Freezing Points of Aqueous Alcohols Free Energy of Interaction of the CHOH, CH2, CONH and C=C Functional Groups in Dilute Aqueous Solutions

Abstract

The freezing temperatures of dilute aqueous solutions of methanol, ethanol, 2-propanol, butanol, t-butanol, cyclohexanol and ethylene glycol were measured over the concentration range 0.1 to 1 mol kg–1. Osmotic coefficients at 0°C were calculated. The limiting pairwise interaction coefficients of the alcohols, plus a variety of polyhydroxy compounds and carbohydrates, were calculated at 25°C from the available data and then correlated using the additivity principle of Savage and Wood. This correlation approximates effective free energies of CH2 and CHOH group interactions with themselves and with each other. Literature data were used to estimate interactions between CONH and C[double bond, length as m-dash]C groups. The CONH—CONH interaction appears to be large, consistent with a strong stabilizing effect of these on native protein structures. The CH2…CH2 interaction also indicates attractive forces between these groups. The present model for the hydrophobic interaction is most appropriate for small molecular interactions whereas previous treatments are best for situations involving site binding.
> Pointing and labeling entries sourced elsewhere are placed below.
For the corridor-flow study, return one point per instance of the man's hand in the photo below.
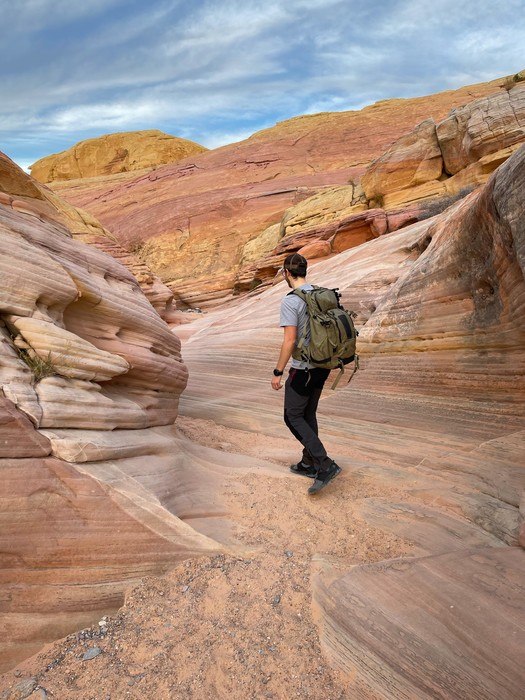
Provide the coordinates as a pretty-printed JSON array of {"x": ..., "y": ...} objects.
[{"x": 276, "y": 383}]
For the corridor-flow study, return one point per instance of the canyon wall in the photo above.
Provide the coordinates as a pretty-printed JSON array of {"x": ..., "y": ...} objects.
[
  {"x": 435, "y": 416},
  {"x": 190, "y": 222},
  {"x": 112, "y": 154},
  {"x": 89, "y": 372}
]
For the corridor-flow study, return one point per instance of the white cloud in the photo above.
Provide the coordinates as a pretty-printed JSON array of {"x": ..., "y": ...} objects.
[{"x": 217, "y": 70}]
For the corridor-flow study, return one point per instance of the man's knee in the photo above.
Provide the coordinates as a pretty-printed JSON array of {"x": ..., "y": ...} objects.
[{"x": 291, "y": 425}]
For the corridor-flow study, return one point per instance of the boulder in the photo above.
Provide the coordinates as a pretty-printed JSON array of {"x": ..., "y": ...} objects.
[
  {"x": 192, "y": 219},
  {"x": 482, "y": 127},
  {"x": 413, "y": 160}
]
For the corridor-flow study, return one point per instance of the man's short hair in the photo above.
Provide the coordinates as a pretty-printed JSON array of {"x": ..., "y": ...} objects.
[{"x": 296, "y": 265}]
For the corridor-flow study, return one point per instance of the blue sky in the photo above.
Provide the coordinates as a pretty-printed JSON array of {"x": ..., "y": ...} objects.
[{"x": 216, "y": 71}]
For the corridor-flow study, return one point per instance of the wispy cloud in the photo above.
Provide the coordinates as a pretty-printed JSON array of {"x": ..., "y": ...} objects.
[{"x": 216, "y": 69}]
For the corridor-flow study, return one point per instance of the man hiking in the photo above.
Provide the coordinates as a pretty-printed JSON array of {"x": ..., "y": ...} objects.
[{"x": 305, "y": 382}]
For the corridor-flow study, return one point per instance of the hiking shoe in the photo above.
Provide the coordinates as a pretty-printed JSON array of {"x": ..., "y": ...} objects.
[
  {"x": 324, "y": 477},
  {"x": 304, "y": 470}
]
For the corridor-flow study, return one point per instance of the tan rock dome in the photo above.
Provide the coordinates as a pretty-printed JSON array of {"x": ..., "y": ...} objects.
[{"x": 114, "y": 153}]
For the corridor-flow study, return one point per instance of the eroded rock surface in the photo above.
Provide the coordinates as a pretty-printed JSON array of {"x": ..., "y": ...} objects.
[
  {"x": 436, "y": 413},
  {"x": 418, "y": 176},
  {"x": 190, "y": 222},
  {"x": 81, "y": 350},
  {"x": 114, "y": 153}
]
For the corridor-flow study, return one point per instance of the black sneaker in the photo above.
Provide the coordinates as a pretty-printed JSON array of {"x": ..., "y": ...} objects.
[
  {"x": 324, "y": 477},
  {"x": 304, "y": 470}
]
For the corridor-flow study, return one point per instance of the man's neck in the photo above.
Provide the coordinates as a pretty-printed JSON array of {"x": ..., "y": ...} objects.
[{"x": 296, "y": 283}]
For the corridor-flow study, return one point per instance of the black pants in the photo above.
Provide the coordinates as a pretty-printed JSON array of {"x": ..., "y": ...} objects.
[{"x": 302, "y": 392}]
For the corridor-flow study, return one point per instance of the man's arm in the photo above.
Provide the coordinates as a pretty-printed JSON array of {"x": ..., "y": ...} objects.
[{"x": 287, "y": 347}]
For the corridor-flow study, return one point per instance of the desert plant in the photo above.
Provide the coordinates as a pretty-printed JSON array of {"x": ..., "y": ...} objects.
[{"x": 39, "y": 366}]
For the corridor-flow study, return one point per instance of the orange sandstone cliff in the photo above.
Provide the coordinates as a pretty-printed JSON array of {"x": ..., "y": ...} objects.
[
  {"x": 191, "y": 221},
  {"x": 99, "y": 487}
]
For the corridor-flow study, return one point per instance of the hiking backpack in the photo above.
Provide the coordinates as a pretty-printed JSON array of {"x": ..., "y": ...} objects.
[{"x": 332, "y": 331}]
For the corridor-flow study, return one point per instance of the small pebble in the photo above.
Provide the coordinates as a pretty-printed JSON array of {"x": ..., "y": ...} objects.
[{"x": 91, "y": 653}]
The CHOH…CHOH and CH2…CONH interactions are small, while the CHOH…CH2 free energy of interaction is positive, due either to volume exclusion or net repulsive forces.

The entropy change associated with the CH2…CH2 interaction is large and positive as expected and is not completely compensated by a corresponding enthalpy change. The entropy change associated with the CONH…CONH interaction indicates that few degrees of freedom are involved, which is consistent with the formation of a strong hydrogen bond.

The correlation can be used to estimate thermodynamic properties of dilute non-electrolyte solutions and can also predict the effect of solutes on the solubility of solids and gases.